日本臨床歯周病学会による「歯周病セルフチェック」項目
- 朝起きた時、お口の中がネバつく感じがする。
- 歯磨きをした時、出血する。
- お口の臭いが気になる。
- 歯肉がムズムズする、痛みがある。
- 歯茎が赤く腫れている。(健康な歯茎は、引き締まっていてピンク色)
- 硬い食べ物がかみにくい。
- 歯が長くなったように見える。
- 前歯が出っ歯になったり、歯と歯の間に隙間ができたりした。食べ物が歯に挟まる。
【3項目、該当】油断禁物です。通院とセルフケアで予防しましょう。
【6項目、該当】歯周病が発症・進行している可能性があります。
【全項目、該当】歯周病が既にかなり進行している恐れがあります。
エムドゲイン法(自由診療)
エムドゲイン法(自由診療)
歯周病で減ってしまった骨は、もう増えないのでしょうか?
歯を支える骨を再生できたら?
そうした患者さんにご提案するのが、エムドゲイン法(再生療法)です。
エムドゲインとは?
エムドゲインとは、ブタ歯胚組織を使って歯周組織の再生を促すお薬であり、歯周ポケットの深さが6mm以上ある方が適応対象です。科学的にリスク管理を徹底した環境で幼若ブタの歯胚から抽出精製したもので、様々な国で使用されています。そのメカニズムは、歯根を包んでいる膜(歯根膜)の再生能力を利用して、骨の再生を促すというものです。

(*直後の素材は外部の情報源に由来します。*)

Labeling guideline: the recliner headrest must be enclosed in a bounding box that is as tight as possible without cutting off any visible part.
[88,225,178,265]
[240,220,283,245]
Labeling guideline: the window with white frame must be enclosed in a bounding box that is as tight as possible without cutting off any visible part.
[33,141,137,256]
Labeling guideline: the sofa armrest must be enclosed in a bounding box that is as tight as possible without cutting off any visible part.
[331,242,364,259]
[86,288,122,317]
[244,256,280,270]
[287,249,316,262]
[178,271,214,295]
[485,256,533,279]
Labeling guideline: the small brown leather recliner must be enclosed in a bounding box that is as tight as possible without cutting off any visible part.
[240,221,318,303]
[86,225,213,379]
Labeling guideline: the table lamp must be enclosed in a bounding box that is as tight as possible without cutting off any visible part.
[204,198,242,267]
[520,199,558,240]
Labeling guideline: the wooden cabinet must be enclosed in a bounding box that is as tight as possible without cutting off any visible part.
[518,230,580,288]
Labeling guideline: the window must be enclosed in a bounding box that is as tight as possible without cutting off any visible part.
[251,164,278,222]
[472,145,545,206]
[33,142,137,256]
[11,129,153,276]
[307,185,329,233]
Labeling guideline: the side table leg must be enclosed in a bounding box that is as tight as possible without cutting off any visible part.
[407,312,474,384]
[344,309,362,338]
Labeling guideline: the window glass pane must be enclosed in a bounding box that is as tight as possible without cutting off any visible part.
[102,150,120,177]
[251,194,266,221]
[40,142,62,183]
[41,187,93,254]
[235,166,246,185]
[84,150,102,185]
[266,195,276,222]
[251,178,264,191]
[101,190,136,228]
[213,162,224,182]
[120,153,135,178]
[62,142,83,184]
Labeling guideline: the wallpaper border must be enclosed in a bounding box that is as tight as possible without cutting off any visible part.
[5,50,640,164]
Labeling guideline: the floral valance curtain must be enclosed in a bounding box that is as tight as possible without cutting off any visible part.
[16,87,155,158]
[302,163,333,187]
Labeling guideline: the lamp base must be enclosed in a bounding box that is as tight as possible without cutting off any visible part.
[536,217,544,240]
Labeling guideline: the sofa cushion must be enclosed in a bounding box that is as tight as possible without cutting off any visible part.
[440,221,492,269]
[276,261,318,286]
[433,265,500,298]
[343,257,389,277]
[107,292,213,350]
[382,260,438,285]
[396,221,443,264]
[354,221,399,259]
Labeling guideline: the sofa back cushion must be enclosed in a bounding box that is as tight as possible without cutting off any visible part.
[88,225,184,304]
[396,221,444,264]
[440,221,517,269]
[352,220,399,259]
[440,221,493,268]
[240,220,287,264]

当院では、エムドゲインが日本で注目され始めた頃から治療に使用しています。
1. 診断。歯周病によって骨が減った箇所を診査します。
2. 麻酔をし、歯茎の溝に合わせて切れ目を入れます。
3. 歯茎を丁寧にめくり、患部を見やすくします。
4. 歯石や細菌感染した歯質を取り除きます。
5. 患部を肉眼では見えないところまできれいにし、エムドゲインのお薬を塗ります。
6. めくった歯茎を戻し、縫合します。治療後に麻酔が切れても、痛みはほとんどないはずです。